Canadian rules (RSS-210)
Operating legally in Canada
LoRa mesh in YEG runs on the 902–928 MHz ISM band, which Innovation, Science and Economic Development Canada (ISED) governs under licence-exempt rules. You don't need an amateur radio licence to operate, but the limits are real.
The numbers that matter
| Limit | Value |
|---|---|
| Frequency | 902–928 MHz |
| Maximum EIRP | 30 dBm (1 W) for digital-modulated / spread-spectrum systems |
| Out-of-band emissions | Standard RSS-210 mask |
| Licence | Not required (covered by RSS-210 / RSS-Gen) |
EIRP = transmitter power + antenna gain − feedline loss. 22 dBm at the radio + a 5 dBi antenna ≈ 27 dBm EIRP, comfortably under the 30 dBm cap.
Practical implications
- A stock Heltec / T-Beam / RAK board at 22 dBm with a typical 2–5 dBi rubber-duck antenna is well within the rules.
- Adding a high-gain Yagi or a 12 dBi colinear pushes you toward the limit — math it out before you transmit.
- An external amplifier is not banned outright, but combining one with a high-gain antenna is the usual way to blow the EIRP cap.
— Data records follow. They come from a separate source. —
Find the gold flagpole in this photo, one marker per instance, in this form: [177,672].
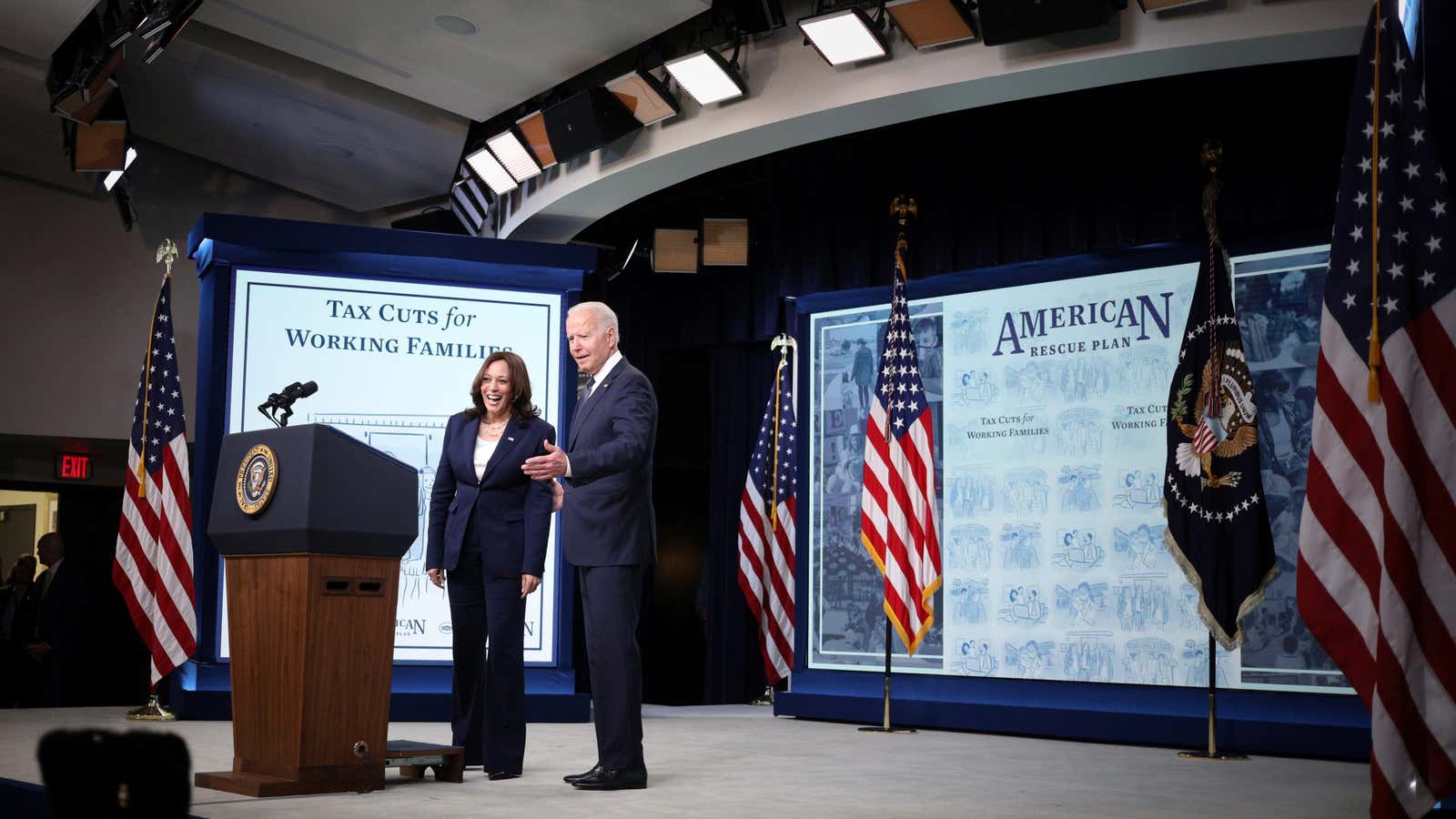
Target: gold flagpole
[902,210]
[1212,157]
[153,712]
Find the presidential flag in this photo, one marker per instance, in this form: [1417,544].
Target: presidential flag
[766,530]
[897,506]
[153,566]
[1378,540]
[1218,526]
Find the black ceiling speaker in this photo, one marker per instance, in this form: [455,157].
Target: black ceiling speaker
[1009,21]
[586,121]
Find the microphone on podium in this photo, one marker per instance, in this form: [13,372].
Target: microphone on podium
[283,401]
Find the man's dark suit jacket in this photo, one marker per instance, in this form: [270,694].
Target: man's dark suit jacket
[55,615]
[608,516]
[516,511]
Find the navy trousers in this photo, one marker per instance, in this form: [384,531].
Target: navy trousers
[611,601]
[488,705]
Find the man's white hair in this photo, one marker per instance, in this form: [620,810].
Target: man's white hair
[603,318]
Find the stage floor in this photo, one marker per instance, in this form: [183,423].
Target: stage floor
[739,761]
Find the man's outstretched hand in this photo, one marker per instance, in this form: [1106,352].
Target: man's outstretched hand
[546,467]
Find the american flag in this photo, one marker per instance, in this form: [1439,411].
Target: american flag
[766,535]
[897,518]
[1378,537]
[153,567]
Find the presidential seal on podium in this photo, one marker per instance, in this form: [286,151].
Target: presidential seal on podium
[257,479]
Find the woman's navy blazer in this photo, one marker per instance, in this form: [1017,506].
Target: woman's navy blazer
[514,513]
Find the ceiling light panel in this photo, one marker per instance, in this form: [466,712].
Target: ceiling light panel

If you're going there, calculate carefully.
Source documents
- ISED's Spectrum Management page: https://ised-isde.canada.ca/site/spectrum-management-telecommunications/en
- RSS-210 (Licence-exempt Radio Apparatus): published by ISED — search "RSS-210" on the ISED site for the current issue.
- RSS-Gen (general requirements for licence-exempt radio): same.
If you're operating a fixed repeater with a non-trivial antenna, read the relevant RSS sections directly.